Page 1 of 1
Do I need to sort the data before running runmlwin?
Posted: Fri Oct 28, 2011 3:49 am
by Queena
In MlwiN, the data set need to be sorted to reflect the data's hierarchical or nested structure.
Do I need to do the same action before using "runmlwin" in stata?
thanks.

Re: Do I need to sort the data before running runmlwin?
Posted: Fri Oct 28, 2011 1:30 pm
by GeorgeLeckie
Great question!
Yes you do need to sort the data according to the model hierarchy before running the runmlwin command for the model.
However, the nice thing about runmlwin is that runmlwin will automatically tell you if the data is sorted incorretly, so you do not need to worry that you have sent mis-sorted data to MLwiN.

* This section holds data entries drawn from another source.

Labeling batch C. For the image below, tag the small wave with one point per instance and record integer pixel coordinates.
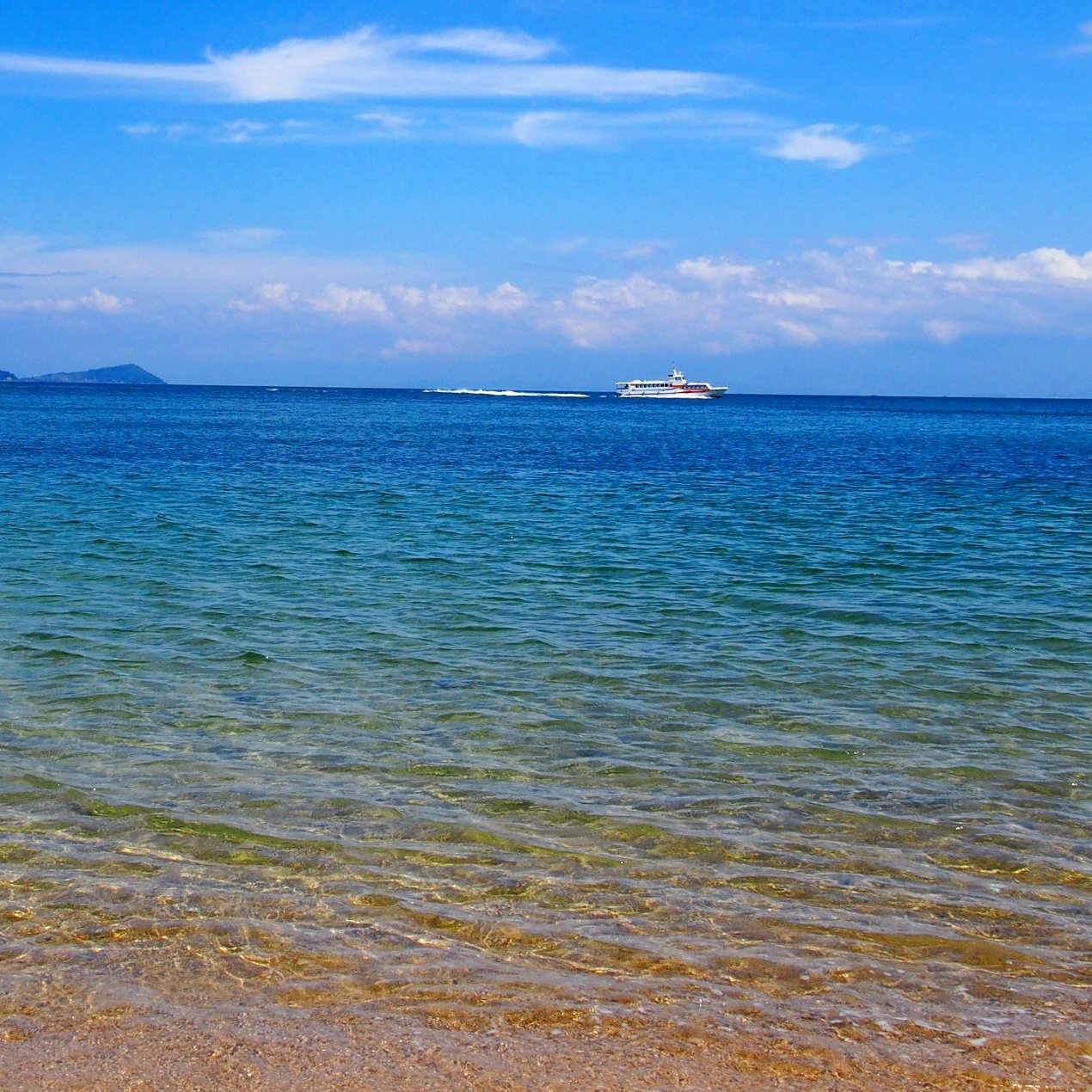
(506, 395)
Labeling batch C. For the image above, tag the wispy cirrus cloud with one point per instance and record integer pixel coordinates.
(1084, 40)
(829, 145)
(371, 64)
(447, 85)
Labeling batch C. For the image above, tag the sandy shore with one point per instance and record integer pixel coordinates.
(390, 1051)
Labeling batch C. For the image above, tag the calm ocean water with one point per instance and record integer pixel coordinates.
(770, 708)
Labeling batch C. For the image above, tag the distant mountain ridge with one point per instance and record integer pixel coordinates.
(120, 373)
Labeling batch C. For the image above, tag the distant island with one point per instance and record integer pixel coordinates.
(120, 373)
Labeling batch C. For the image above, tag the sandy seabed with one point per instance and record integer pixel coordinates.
(336, 1050)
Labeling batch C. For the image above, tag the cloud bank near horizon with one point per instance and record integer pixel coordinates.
(708, 304)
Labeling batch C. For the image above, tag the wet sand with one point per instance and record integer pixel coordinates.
(333, 1050)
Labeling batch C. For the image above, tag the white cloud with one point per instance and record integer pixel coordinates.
(95, 300)
(369, 64)
(704, 304)
(1047, 263)
(1084, 33)
(239, 238)
(827, 144)
(408, 347)
(715, 271)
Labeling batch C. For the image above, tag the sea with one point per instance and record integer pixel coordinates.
(769, 710)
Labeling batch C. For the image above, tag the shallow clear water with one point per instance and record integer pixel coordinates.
(776, 706)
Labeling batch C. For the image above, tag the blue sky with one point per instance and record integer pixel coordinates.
(840, 197)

Have a look at the following example. The first time we fit the model the data is sorted according to the model hierarchy (school student). We then resort the data according to the response variable normexam. When we try to fit the model for a second time we receive an error message telling us that the data are not sorted according to the data hierarchy.
The Stata commands are
Code: Select all
use http://www.bristol.ac.uk/cmm/media/runmlwin/tutorial, clear
runmlwin normexam cons standlrt, level2 (school: cons standlrt) level1 (student: cons) nopause
sort normexam
runmlwin normexam cons standlrt, level2 (school: cons standlrt) level1 (student: cons) nopause
The Stata output window will show:
Code: Select all
. use http://www.bristol.ac.uk/cmm/media/runmlwin/tutorial, clear
. runmlwin normexam cons standlrt, level2 (school: cons standlrt) level1 (student: cons) nopause
MLwiN 2.24 multilevel model Number of obs = 4059
Normal response model
Estimation algorithm: IGLS
-----------------------------------------------------------
| No. of Observations per Group
Level Variable | Groups Minimum Average Maximum
----------------+------------------------------------------
school | 65 2 62.4 198
-----------------------------------------------------------
Run time (seconds) = 1.45
Number of iterations = 4
Log likelihood = -4658.4351
Deviance = 9316.8701
------------------------------------------------------------------------------
normexam | Coef. Std. Err. z P>|z| [95% Conf. Interval]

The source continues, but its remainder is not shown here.